PM Artifacts Are Secretly Software Architecture
Right now, I'm taking INFO 380 (UW Informatics's class on product management), and I have to say:
I've noticed a LOT of parallels between representing implementation-adjacent product thinking on the PM side—think service blueprints, use case diagrams, backlogs—and actually building or architecting software as an engineer.
It’s something that has been stuck in my head for weeks. We usually treat Product and Engineering as two distinct worlds with a "wall" in between. The PM throws a PRD (Product Requirements Document) over the wall, and the Engineer catches it and starts coding. But the more I look at the visual tools we use in product management, the more they look like blueprints for the code itself.
I've been really interested in software architecture over the past couple of months, and have recently focused on learning Hexagonal Architecture (also known as Ports and Adapters).
In (very) short: it organizes code into use cases for business logic, ports for standardization, and adapters for all the rest (like databases, UIs, or external APIs). It’s a way to keep your core logic clean and independent of frameworks.
And here is where the bridge starts to form.
The Use Case Connection
Use cases in hexagonal architecture break down features into specific actions a user can take, much like use case diagrams do in a PM context.
If I draw a Use Case diagram where an "Admin" actor connects to a "Update Inventory" bubble, that isn't just a requirement. In Hexagonal Architecture, that is literally a class or a function in the core domain layer.
Anything a use case connects to—like a database to store that inventory, or an LLM to generate a description—becomes an adapter. There’s a near one-to-one relationship between the use cases in these diagrams and those I might write in code.
For example, if I'm mapping out a "User Login" flow in a diagram:
- The Actor is the user taking the action
- The Action is the Use Case service (the business rule).
- The Data Store is the driven adapter (the SQL repository).
The diagram is a request for functionality, yes, but it's also pretty much spelling out how things will be built in production.
Service Blueprints as Architectural Layers
It gets even clearer when you look at Service Blueprints. For those who haven't used them, a service blueprint maps the relationship between different service components—people, props (physical or digital evidence), and processes—that are directly tied to touchpoints in a specific customer journey.
I’ve realized these map very closely to software architecture layers:
- Front Stage (Visible to User): This is your Presentation Layer. It’s the UI, the React components, the state management, and the event triggers. It’s exactly what the user interacts with.
- Back Stage (Invisible to User): This is the Application Layer. This is where your use cases live. The user doesn't see the logic of "calculating shipping," but this layer handles the orchestration.
- Supporting Processes: These are your Infrastructure Adapters. Think API endpoints, third-party services (like Stripe or SendGrid), and database persistence.

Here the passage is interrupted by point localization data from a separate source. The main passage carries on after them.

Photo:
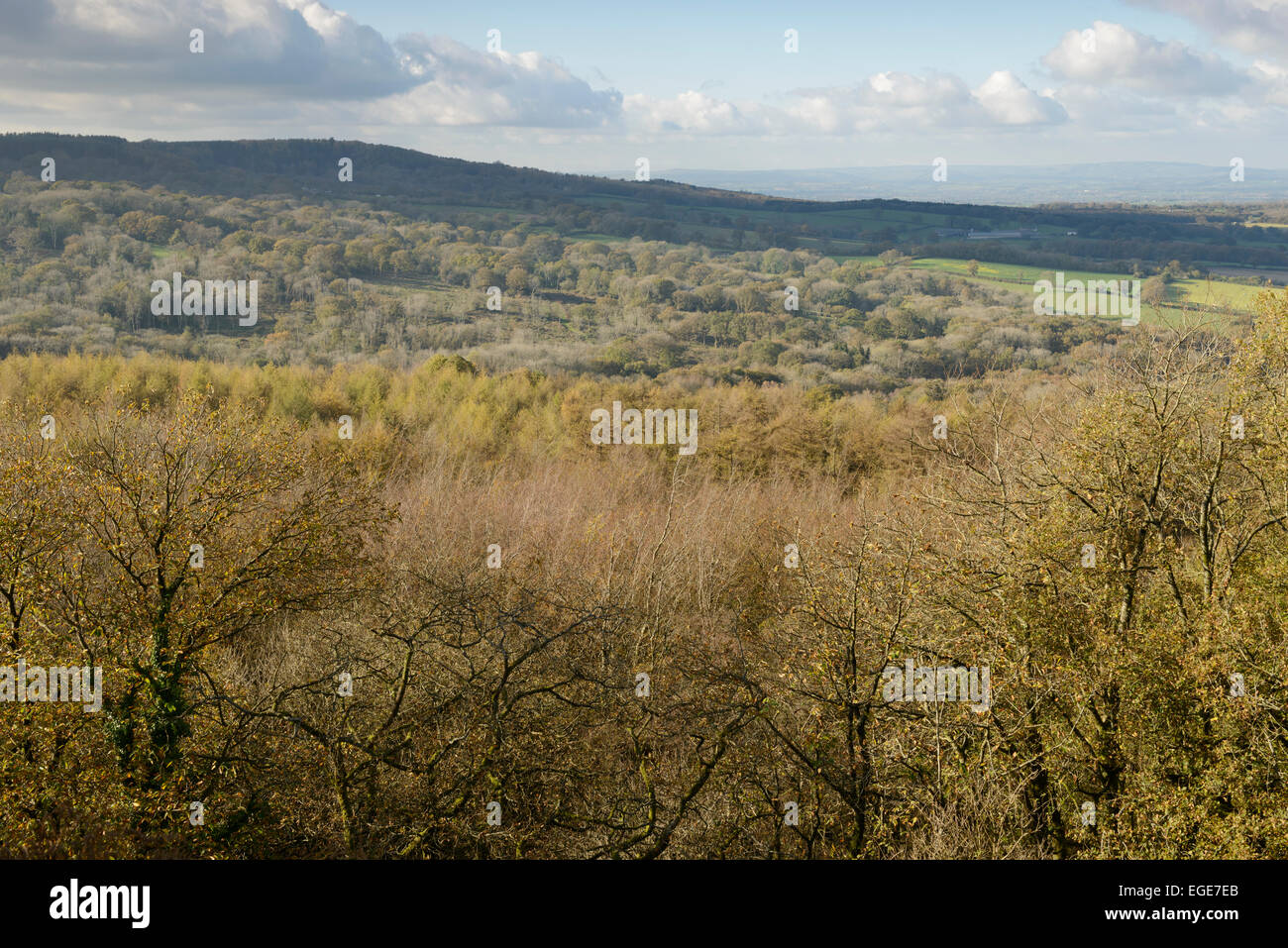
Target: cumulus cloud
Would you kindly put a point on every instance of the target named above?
(697, 112)
(296, 53)
(1112, 54)
(1250, 26)
(901, 101)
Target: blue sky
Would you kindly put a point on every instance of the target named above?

Whether they realize it or not, when a PM builds a service blueprint to improve the customer experience, they're also designing the separation of concerns for the software architecture.
Applying AI
At this point, I think AI could eventually take a service blueprint or use case diagram and generate plausible hexagonal architecture code.
Because Hexagonal Architecture is so structured (Interfaces -> Implementations -> Adapters), it is highly predictable.
If we can digitize a service blueprint into a structured format (like JSON or Mermaid.js), an LLM could interpret the "Line of Visibility" as the boundary between the Frontend and the Backend API. It could interpret the "Supporting Processes" as the necessary interface definitions for external tools.
This would let more technical product managers hand off a clear starting point to engineers at a decent level of fidelity and accuracy.
The Future
I'd venture to say the future of software development may well involve designing visually with these diagrams, converting them directly into code with AI, and having the software engineers handle bug fixing, optimization, and the edge cases the LLM missed.
We aren't there strictly yet, but the pieces are fitting together, and the gap to get is there is more on the software side than the hardware/AI model side. And software moves fast.